Hacker News new | ask | show | jobs
by Aurornis 855 days ago
Are you really asking why companies take risks on new projects that might not work out? Or expecting that companies can perfectly predict which projects will succeed?

Look at it this way: What if the developers were only paid after the product broke even and starts "delivering value". You think you're going to get a lot of developers signing up to work on a new project that might only pay them if they stick with it for a few years and it succeeds due to reasons that include things out of their control (like sales cycles, market moves, etc.)?

2 comments

Replace "delivered value" with "expected delivered value" and the argument goes through mutatis mutandis. Of course there are uncertainties in the value of unrealized work, but the company is paying because they think the expected value of the work is higher than what they are paying in wages.
So if the developer makes a mistake that lowers the delivered value, who pays? E.g. slower than promised development, things that were promised don't work at all or cost more for less results, etc.
Seems to me you've missed the point of the "expected value" part, throwaway.
Did I? So developers should be paid the expected value even if they do not deliver, is that what you're saying?
The chance that they won't deliver factors into the initial expectation and is reflected in the hiring and salary decision. You can evaluate this chance both globally and for an individual by considering their interview, past experience, recommendations. Presumably if a developer is routinely not doing their work, the employer will revise their expectation downward, and ultimately stop employing that developer if they are a net negative. I see no problem here beyond the inherent uncertainty that comes with working in a complex world where your knowledge is incomplete.

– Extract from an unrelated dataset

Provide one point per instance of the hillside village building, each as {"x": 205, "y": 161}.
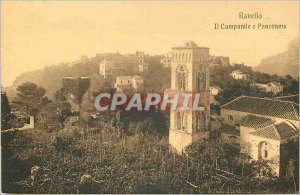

(edit to add: well, no problem except capitalism, but that's a story for another time)

> Are you really asking why companies take risks on new projects that might not work out? Or expecting that companies can perfectly predict which projects will succeed?

Uncertainty is fine; is mean that if the expected value[0] is below zero it's a terrible idea to do it.

> Look at it this way: What if the developers were only paid after the product broke even and starts "delivering value". You think you're going to get a lot of developers signing up to work on a new project that might only pay them if they stick with it for a few years and it succeeds due to reasons that include things out of their control (like sales cycles, market moves, etc.)?

Empirically yes; what you've described is close enough startup employees with low cash and high stock payments.